7.6 Hidding communications patterns in distributed queries (Axis 2)

Participants: Riad Ladjel, Nicolas Anciaux, Guillaume Scerri.

The execution of distributed queries on populations of PDMS involves communication patterns between computing nodes (see 4), which may depend on the values of the personal data being processed (a computing node may aggregate personal data corresponding to a given range of sensitive values). An attacker observing communications, even encrypted, can potentially infer personal information about participants. The use of traditional solutions to conceal data-dependent communications at runtime results in either significant performance penalties or privacy gains that are difficult to quantify. Chapter 4 of Riad Ladel's PhD manuscript ladjel:tel-03141197 formulates as an ϵ-differential privacy problem the issue of concealing communication patterns in distributed queries. In section 5 of 12, we propose a simple solution to the specific case of home box PDMS. In collaboration with Aurélien Bellet (Inria Magnet team), we are currently studying the proposed algorithms using the differential confidentiality model (ϵ,δ)-differential privacy, allowing a finer analysis of the trade-offs between privacy, performance and utility in practice.

7.7 Empowerment and Big Data on Personal Data (Axis 3)

Participants: Nicolas Anciaux, Riad Ladjel.

The place of individuals and the control of their data have emerged as central issues in the European data protection regulation. The empowerment of the individual has notably resulted in the recognition of a new prerogative for the individual: the right to the portability of personal data. The corollary of this new right is the design and deployment of technical platforms, commonly known as Personal Data Mangement Servers (PDMS) or PIMS, allowing the individual to consolidate all his or her data in a single system managed under his or her control. On the strength of these technical and legal innovations, several questions arise: what forms of empowerment are targeted in practice? What are the appropriate conditions to guarantee the objective pursued? At the crossroads of these questions, one dimension appears to be insufficiently exploited: that of agency. During this period, in collaboration with law researchers Célia Zolynski (IRJS, Sorbonne Univ.) and Sébastien Chaudat (DANTE, Univ. of Versailles), we have transposed this notion from the social sciences to the management of personal data and provided a new reading of the empowerment measures of Big Data functionalities on personal data. This study led to two journal publications in the Dalloz IP/IT 15 and in the Global Privacy Law Review 11.

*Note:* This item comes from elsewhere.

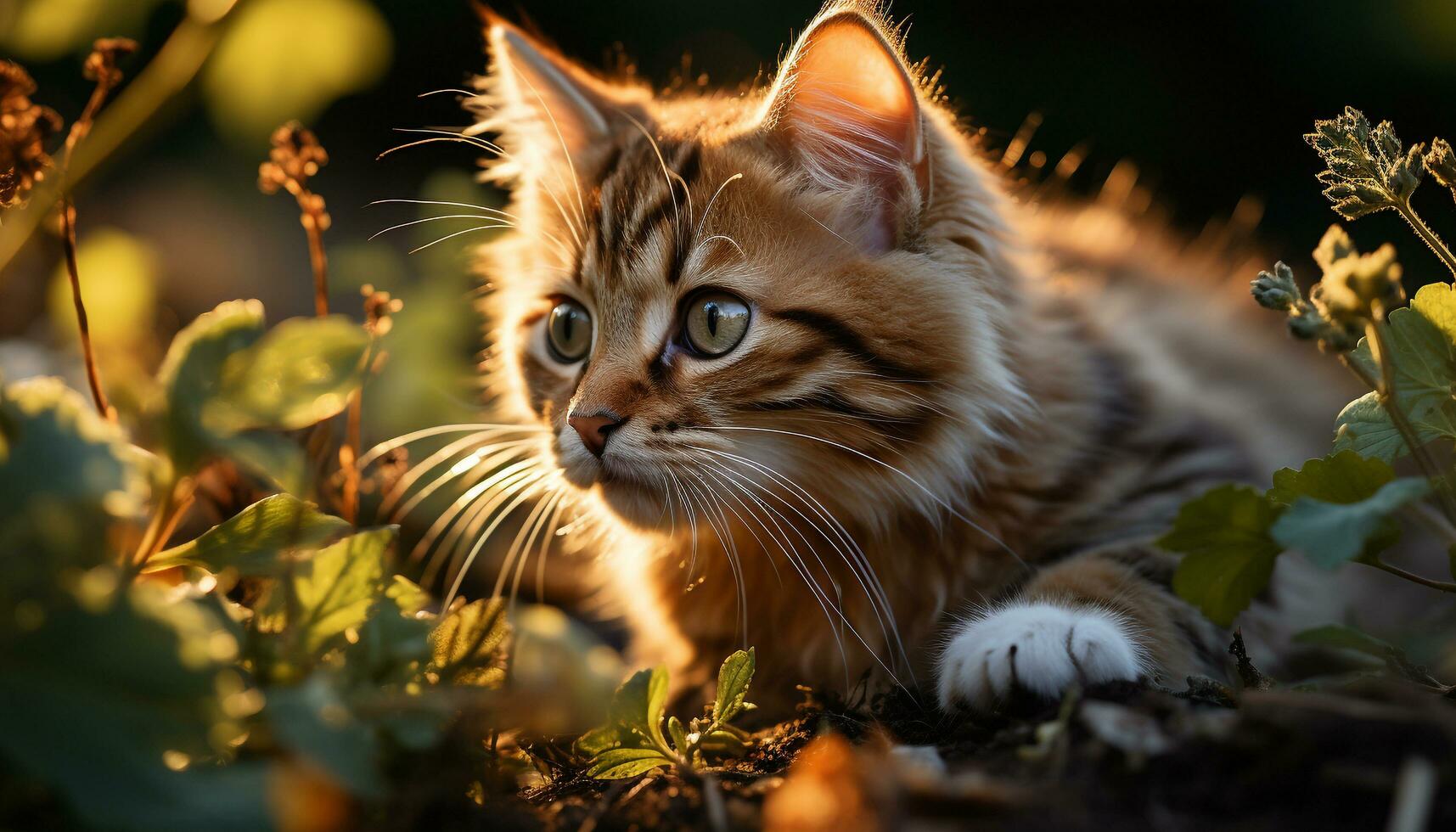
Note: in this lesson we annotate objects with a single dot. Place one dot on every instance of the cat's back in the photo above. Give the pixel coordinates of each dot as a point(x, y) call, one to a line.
point(1181, 313)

7.8 OwnCare Inria Innovation Lab (Axis 3)

Participants: Philippe Pucheral, Nicolas Anciaux, Luc Bouganim, Laurent Schneider.

The OwnCare IILab was created in January 2018 (see section: Bilateral Contracts with Industry) and involves the Hippocad SME and the PETRUS team around the management of medical-social data at patient’s home. The objective is to build a fully decentralized and highly secure personal medical-social folder based on PlugDB, and deploy it at large scale. Besides this industrial objective, the goal is also to leverage and validate the PETRUS research contributions related to secured Personal Cloud architectures. Before the creation of the OwnCare IILab initiative, PlugDB was an advanced research prototype. It is now evolving towards a transferable industrial product. To reach this state, a considerable effort has been made in terms of development, testing platform, validation procedures and documentation. PlugDB engine is regularly registered at APP (Agence de Protection des Programmes), for both the PlugDB hardware datasheets and the code of the PlugDB-engine. The next PlugDB code registration will cover all functionalities added since the beginning of the IILab, notably: dynamic upgrade of the embedded code, TPM-based secure boot, ad-hoc embedded stored procedures, RBAC-style access control model, aggregate computation, SSL certificate management, event/error logging mechanism. Some of these developments are highly challenging considering the embedded context and the energy consumption constraints we have to face (the current device hosting PlugDB is based on two microcontrollers – MCU – powered by small batteries). Typically, we had to implement the first coupling between a TPM and a STM MCU, a lightweight version of SSL that accommodates MCU resources and energy-saving synchronization protocols between 2 MCU.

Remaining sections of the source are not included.